Although I think the role of the Soviets in the creation of the Eurodollar market cannot be discounted, there is alternate account of the creation of this market that says that the Eurodollar markets emerged as a result of the dramatic expansion in US foreign direct investment after WWII. In other words, as American firms went abroad, their banks followed to continue to serve their customers. I don't know which account has more explanatory power.
The Eurobond markets are certainly a product of capitalist rebellion against US regulations. The Eurobond market emerged after 1963 when the Kennedy administration imposed a tax to discourage US citizens from buying bonds in foreign companies. Of course, as with the Eurodollar markets, what is fascinating is not that these markets emerged but that regulatory officials did not do anything to shut them down. Part of the explanation for this phenomenon must lie in the norms of capitalism whereby the acquisition of property (in this case capital) is seen to confer rights. Hence the restriction of capital movements is viewed as a restriction of individual rights.
Correct me if I am wrong but are Hardt and Negri recounting a linear narrative in which capital defies imperialism over a narrow historical moment?
I don't think that the idea of "stateless" money is at all new; this is not the first time that "big capital" has come to the conclusion that working outside the confines of the state is pretty profitable. Stateless money essentially implies the existence of a private credit arrangement between more than two actors. To this extent, every age of financial globalization had operated through the use of money that is "stateless" to some degree.
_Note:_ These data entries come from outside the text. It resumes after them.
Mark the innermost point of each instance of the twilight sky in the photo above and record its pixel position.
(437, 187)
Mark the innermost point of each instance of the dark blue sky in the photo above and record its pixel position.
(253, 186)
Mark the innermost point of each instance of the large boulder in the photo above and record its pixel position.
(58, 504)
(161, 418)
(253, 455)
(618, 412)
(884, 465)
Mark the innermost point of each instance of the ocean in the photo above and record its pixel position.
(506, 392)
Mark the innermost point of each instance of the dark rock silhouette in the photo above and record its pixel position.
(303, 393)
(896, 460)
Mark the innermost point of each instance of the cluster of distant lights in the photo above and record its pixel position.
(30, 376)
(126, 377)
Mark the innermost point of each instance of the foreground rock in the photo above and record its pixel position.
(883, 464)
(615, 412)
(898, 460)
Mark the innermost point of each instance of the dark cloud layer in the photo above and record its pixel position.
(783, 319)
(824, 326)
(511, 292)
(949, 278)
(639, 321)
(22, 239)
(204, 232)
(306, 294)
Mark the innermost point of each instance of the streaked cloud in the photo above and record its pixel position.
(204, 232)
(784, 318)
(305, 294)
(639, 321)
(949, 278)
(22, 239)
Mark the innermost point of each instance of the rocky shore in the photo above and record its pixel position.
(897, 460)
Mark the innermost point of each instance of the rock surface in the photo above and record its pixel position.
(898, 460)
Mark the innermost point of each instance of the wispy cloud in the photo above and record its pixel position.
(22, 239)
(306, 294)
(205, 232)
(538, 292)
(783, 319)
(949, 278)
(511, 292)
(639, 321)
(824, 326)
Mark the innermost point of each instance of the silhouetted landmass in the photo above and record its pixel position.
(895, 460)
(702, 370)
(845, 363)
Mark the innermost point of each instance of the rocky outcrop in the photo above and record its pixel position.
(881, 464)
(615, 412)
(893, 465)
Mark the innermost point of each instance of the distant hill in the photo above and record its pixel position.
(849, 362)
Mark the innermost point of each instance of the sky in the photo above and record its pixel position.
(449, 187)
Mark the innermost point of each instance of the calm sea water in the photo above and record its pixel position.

For example, "bills of exchange" in the fourteenth century allowed Italian merchants to receive payments from clients across Europe without exchanging currency. In essence, bankers learned to create "bank money," and eventually a proto international capital market in these bills of exchange developed as the trade in commodities became less lucrative than the trade in bills of exchange. Prior to the fourteenth century, I am sure that dispersed religious and ethnic communities (e.g., the Jews) helped to create "stateless" forms of money/credit.
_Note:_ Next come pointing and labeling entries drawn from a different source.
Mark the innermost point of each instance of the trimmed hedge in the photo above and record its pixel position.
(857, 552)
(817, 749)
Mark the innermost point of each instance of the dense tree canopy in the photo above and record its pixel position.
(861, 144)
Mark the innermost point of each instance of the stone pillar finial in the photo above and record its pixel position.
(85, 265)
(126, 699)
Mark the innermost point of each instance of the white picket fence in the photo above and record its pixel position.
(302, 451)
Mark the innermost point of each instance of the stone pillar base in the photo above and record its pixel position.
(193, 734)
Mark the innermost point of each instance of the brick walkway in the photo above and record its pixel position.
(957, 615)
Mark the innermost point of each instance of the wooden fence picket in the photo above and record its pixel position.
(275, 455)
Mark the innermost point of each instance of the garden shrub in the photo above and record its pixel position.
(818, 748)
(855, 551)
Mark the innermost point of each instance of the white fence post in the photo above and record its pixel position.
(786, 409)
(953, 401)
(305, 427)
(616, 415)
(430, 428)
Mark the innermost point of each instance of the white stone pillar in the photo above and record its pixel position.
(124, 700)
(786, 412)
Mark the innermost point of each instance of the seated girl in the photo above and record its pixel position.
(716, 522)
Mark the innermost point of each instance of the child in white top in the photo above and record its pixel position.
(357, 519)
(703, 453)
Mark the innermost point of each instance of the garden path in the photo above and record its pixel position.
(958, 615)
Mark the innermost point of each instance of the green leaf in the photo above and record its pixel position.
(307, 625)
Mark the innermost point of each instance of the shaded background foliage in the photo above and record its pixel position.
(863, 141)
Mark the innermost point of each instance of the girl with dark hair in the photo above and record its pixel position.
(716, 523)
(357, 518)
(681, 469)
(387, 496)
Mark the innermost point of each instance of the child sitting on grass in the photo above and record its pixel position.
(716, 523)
There is an ebb and a flow to capitalist history, our age of globalization does not carry universal historical significance. We are not witnessing the first time that capitalism has transcended the boundaries "created by imperialist practices." What is interesting to me is why capitalism transcends the boundaries of the state/empire at certain moments, while other periods are marked by the restriction of strategies of accumulation to national or other "natural" spaces.